Migalhas

Quarta-feira, 26 de fevereiro de 2020

ISSN 1983-392X

Porandubas Políticas
Gaudêncio Torquato

Porandubas nº 203

quarta-feira, 16 de setembro de 2009


Grande prole

Da Bahia, vem a historinha. José de Almeida, contador do BB, fazia o cadastro da agência. Um dia, chega Heroino Pita, fazendeiro. Que respondeu na bucha o formulário ? Nome, idade, imóveis, renda anual, dívidas. Aí vem a pergunta :

- Quantos filhos o sr. tem ?

- 8 filhos

- Tudo isso ? O senhor tem uma prole grande.

Heroino, entre sorridente e cabreiro, faz o gesto com as duas mãos :

- Não, senhor. É normal. Normal.

Boanerges e a salada de 32 frutas

Boanerges, barrigão de fora da camisa, vozeirão que ecoava pelos corredores, era proprietário da mais velha pensão de João Pessoa, nos idos de 60, a Hospedaria Pedro Américo, numa ladeirinha do Ponto de Cem Réis, onde se abrigava a estudantada que vinha de Souza, Cajazeiras, Uiraúna, Patos, Santa Luzia, enfim, de lá dos grotões da Paraíba. A "dormida", ali, quebrava o galho, mas a comida – era consenso - não satisfazia o apetite nem dos mais famélicos. Era ruim de fechar a boca. Vez ou outra, aparecia uma carne de sol. Mais dura que sola de sapato. De manhã, no café, o "véio" servia uma famosa salada de frutas. Que propagava com essa abundância frutífera : "Salada Pedro Américo com 32 frutas". Mas havia um porém na maldita : "era feita com uma maçã e 31 bananas". Um dia, a turma viu Boanerges saindo do quarto, o primeiro do corredor, escova de dentes na boca, resmungando um nhocnhocnhoc qualquer. De repente, para diante da mesa onde dois fregueses, que não o conheciam, trocavam impressões :

- Que comidinha ruim dos infernos. Isso é comida de porco.

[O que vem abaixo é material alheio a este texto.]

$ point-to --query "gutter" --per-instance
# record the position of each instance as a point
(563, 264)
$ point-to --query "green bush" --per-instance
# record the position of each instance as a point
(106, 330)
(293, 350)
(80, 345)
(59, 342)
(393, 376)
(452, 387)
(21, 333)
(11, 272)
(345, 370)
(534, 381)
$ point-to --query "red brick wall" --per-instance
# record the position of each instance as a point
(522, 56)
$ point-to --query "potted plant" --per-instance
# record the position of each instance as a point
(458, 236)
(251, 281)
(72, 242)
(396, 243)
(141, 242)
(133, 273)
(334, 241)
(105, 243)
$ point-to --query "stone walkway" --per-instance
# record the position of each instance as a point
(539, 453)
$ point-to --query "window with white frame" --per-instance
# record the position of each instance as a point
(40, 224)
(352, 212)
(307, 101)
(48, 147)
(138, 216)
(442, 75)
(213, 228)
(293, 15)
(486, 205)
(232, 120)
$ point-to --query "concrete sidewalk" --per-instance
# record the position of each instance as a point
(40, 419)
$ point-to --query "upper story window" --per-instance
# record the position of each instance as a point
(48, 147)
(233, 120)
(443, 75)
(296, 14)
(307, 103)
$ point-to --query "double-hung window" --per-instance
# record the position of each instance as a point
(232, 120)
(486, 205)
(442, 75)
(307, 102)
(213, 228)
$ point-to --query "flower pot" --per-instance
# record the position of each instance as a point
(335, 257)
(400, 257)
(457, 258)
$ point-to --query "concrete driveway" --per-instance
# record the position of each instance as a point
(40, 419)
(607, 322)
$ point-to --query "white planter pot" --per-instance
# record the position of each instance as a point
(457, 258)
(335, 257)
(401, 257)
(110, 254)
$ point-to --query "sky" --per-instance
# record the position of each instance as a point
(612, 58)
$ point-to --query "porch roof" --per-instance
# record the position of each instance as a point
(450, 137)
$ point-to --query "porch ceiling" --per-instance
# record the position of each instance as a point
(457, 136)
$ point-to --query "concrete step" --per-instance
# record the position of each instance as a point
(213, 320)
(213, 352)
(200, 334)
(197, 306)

- Veja essa banana d'água. Tá mais dura do que cipó de aroeira.

O "véio" ouve a indignação, baixa a cabeça, aproxima-se mais ainda dos dois, tira a escova de dentes e sopra bem na cara dos fregueses a massa da pasta, enquanto solta o vozeirão amedrontador :

- Vocês dois aí, prestem atenção : essa comida não é pra engordar macho, não, senhor. É apenas pra encher a pança. É procês não morrerem de fome. Se não tiverem gostando, chispem, chispem, vão embora !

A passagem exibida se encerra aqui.